If the aim of this production was to make the audience feel the same sense of confusion as Woyzeck is suffering from then I suppose you could say it was a success.

Seven actors sat in a line across the stage playing a variety of roles. Are these characters real? Are they merely in Woyzeck's mind? Or are we being presented with his distorted versions of these characters? All of which are probably correct assumptions. However it made it virtually impossible to grasp onto any sense of a thread of a plot.

After about thirty minutes of being presented with various displays of paranoia and disillusion, in a variety of forms through various mediums I became numb to Woyzeck's mental deterioration.

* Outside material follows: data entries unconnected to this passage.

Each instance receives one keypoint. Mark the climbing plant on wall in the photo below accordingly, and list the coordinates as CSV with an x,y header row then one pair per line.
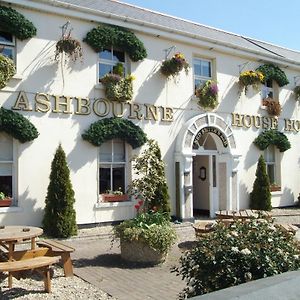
x,y
272,137
105,36
7,70
272,72
17,126
15,23
115,128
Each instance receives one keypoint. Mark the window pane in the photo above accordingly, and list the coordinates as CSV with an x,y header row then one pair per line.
x,y
104,184
119,151
119,178
6,37
206,69
271,173
118,56
104,69
106,152
105,54
6,185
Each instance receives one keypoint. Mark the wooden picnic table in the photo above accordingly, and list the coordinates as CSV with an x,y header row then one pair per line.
x,y
242,214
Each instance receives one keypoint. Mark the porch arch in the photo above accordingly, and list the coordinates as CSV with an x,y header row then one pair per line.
x,y
226,148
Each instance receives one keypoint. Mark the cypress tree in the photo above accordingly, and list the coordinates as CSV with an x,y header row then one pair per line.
x,y
260,197
60,217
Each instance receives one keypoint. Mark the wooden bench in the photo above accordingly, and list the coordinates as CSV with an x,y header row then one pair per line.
x,y
59,249
41,263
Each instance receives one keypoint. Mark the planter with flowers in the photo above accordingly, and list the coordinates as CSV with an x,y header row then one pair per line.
x,y
297,92
174,65
253,78
114,196
148,237
207,94
5,201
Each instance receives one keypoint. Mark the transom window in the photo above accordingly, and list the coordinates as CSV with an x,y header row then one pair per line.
x,y
7,44
112,166
108,58
6,164
202,71
270,159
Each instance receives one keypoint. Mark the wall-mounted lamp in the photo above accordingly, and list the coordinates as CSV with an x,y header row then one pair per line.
x,y
202,174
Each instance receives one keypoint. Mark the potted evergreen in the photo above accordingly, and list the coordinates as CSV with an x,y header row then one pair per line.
x,y
148,237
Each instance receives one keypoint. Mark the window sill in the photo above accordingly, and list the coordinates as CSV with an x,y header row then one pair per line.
x,y
17,77
113,204
10,209
99,86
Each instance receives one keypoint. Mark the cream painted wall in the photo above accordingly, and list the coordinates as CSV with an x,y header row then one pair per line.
x,y
38,72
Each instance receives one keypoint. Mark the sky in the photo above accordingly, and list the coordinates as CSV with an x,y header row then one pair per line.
x,y
273,21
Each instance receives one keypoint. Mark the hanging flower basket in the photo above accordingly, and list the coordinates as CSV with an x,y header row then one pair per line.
x,y
118,88
69,46
7,70
207,94
297,92
172,67
273,107
272,72
252,78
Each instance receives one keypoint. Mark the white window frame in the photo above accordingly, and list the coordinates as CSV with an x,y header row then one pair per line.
x,y
275,164
112,163
111,62
13,168
9,45
201,77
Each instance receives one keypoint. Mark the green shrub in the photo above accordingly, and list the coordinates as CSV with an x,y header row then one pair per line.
x,y
260,197
152,228
231,256
60,217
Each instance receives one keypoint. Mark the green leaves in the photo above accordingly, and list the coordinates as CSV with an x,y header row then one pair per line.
x,y
106,36
112,128
233,255
15,23
272,137
7,70
272,72
17,126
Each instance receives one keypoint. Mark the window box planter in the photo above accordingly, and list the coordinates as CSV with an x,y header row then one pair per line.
x,y
6,202
114,198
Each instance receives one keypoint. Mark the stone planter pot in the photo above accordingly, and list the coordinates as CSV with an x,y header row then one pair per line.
x,y
139,252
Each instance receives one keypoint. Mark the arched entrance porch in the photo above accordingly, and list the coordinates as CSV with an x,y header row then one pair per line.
x,y
206,167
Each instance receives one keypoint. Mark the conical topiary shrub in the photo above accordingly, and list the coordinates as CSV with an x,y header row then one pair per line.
x,y
60,217
260,197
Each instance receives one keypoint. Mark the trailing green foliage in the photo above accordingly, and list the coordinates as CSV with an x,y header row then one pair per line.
x,y
260,197
7,70
272,72
60,217
151,185
17,126
152,228
15,23
105,36
272,137
115,128
229,256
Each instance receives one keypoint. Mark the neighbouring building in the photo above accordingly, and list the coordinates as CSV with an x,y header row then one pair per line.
x,y
204,120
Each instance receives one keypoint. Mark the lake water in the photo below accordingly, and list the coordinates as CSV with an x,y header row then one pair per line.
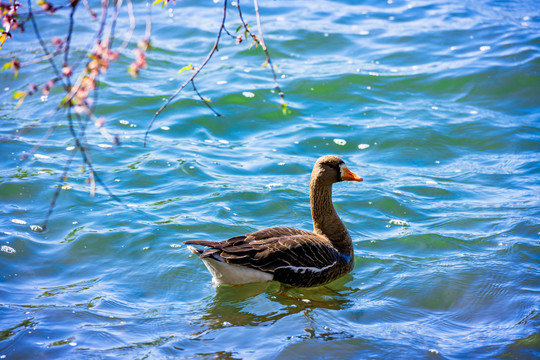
x,y
436,104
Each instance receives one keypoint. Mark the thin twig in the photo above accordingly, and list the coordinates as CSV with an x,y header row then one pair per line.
x,y
260,39
40,40
206,102
197,71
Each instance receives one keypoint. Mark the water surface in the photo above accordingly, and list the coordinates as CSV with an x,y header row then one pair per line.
x,y
434,103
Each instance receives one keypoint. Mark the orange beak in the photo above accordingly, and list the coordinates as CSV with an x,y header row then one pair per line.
x,y
348,175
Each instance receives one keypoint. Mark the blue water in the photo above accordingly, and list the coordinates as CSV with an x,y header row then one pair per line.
x,y
434,103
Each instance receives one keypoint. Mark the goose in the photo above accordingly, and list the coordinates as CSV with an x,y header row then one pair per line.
x,y
291,256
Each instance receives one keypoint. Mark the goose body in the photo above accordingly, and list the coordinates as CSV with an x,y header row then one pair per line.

The abstract nature of the performance sacrificed the idea of the personal. Yes it was clear that Woyzeck was suffering deeply as Simeon Moore as Woyzeck gradually regressed in his speech patterns and his movements became more and more erratic. However, ultimately I didn't actually care. I felt no sympathy for this character or for those around him and there was no sense of consequence for his actions.

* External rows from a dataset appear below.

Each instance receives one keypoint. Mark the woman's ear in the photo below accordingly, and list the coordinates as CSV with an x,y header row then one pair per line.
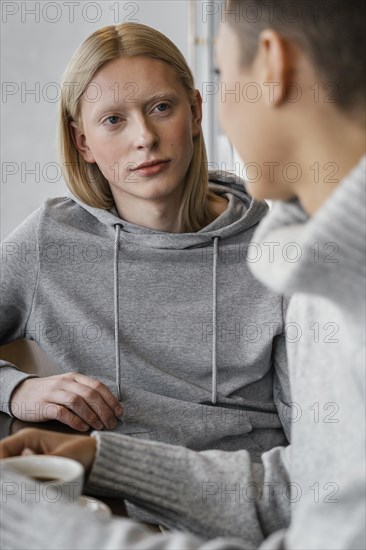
x,y
79,140
274,64
196,114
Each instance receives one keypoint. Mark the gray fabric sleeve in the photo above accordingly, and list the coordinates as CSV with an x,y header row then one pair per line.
x,y
53,523
18,276
210,493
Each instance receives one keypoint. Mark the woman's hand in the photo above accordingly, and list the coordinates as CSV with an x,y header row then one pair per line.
x,y
32,440
74,399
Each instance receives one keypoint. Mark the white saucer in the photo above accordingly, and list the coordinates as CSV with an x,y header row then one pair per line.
x,y
94,505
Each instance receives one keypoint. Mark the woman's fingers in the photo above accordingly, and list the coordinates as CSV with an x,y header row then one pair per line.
x,y
78,447
73,399
108,397
58,411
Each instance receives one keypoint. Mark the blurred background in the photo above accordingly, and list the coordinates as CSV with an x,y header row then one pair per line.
x,y
37,41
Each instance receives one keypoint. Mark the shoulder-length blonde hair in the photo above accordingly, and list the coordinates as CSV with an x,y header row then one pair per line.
x,y
85,180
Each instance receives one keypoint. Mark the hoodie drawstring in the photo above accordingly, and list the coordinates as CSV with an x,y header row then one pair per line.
x,y
116,316
116,312
214,321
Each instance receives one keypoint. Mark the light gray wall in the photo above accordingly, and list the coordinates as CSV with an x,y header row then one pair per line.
x,y
38,39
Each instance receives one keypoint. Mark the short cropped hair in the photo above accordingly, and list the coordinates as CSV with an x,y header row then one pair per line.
x,y
330,32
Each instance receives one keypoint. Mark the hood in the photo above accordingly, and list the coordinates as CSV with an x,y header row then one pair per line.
x,y
241,213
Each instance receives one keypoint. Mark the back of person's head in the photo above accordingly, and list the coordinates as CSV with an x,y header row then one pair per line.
x,y
330,33
106,44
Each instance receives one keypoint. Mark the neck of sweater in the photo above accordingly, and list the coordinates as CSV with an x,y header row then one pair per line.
x,y
322,255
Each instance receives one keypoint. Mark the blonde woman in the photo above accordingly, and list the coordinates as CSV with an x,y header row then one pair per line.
x,y
140,291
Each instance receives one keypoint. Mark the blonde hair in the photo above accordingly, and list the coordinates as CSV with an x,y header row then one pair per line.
x,y
85,180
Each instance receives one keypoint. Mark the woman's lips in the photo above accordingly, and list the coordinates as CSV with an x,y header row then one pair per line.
x,y
152,170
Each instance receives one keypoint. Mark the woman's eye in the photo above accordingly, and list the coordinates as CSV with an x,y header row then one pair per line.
x,y
163,107
112,120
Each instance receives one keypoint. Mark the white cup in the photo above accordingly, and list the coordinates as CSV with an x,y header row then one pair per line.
x,y
48,478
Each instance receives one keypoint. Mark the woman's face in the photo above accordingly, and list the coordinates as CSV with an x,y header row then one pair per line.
x,y
136,111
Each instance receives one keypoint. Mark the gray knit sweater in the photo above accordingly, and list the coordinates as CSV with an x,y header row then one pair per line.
x,y
310,495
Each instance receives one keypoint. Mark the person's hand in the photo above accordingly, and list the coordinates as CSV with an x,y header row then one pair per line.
x,y
74,399
35,441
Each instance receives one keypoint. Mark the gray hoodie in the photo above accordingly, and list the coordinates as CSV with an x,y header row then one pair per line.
x,y
174,324
309,495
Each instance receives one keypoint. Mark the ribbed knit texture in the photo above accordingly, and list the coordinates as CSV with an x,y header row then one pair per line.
x,y
319,481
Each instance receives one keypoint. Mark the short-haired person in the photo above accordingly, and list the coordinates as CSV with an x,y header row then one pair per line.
x,y
310,495
136,285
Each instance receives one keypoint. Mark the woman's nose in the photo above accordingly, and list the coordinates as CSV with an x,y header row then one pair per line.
x,y
145,134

Act 2 took the form of forum theatre, where the audience were encouraged to shout out what they had got from the play. We were then broken into groups of three to work on role play. Character A and B engaged in a conversation whilst character C constantly undermined everything that A was saying. Certainly an interesting way in which to illustrate the frustration of hearing voices and the coping mechanisms that one adapts to deal with this infliction but should one have to engage in a post-show discussion and workshop in order to make sense of what they have just seen?

The forum then allowed members of the audience to interrupt the actors as they re-enacted scenes from the play in order to say what they would have done differently. Again, I can appreciate what Cardboard Citizens are trying to achieve and this style of theatre is ideal for A-Level and drama students or the interactive work they do with homeless people helping them to make sense of their own circumstances in relation to the play. However, I'd personally rather not be taken back to school during a night at the theatre.

Whilst the forum theatre did actually help me to understand the aims of the production which had totally bypassed me in the first act, this should not have been the case. Woyzeck should stand alone as a piece of theatre but sadly in this instance it did not.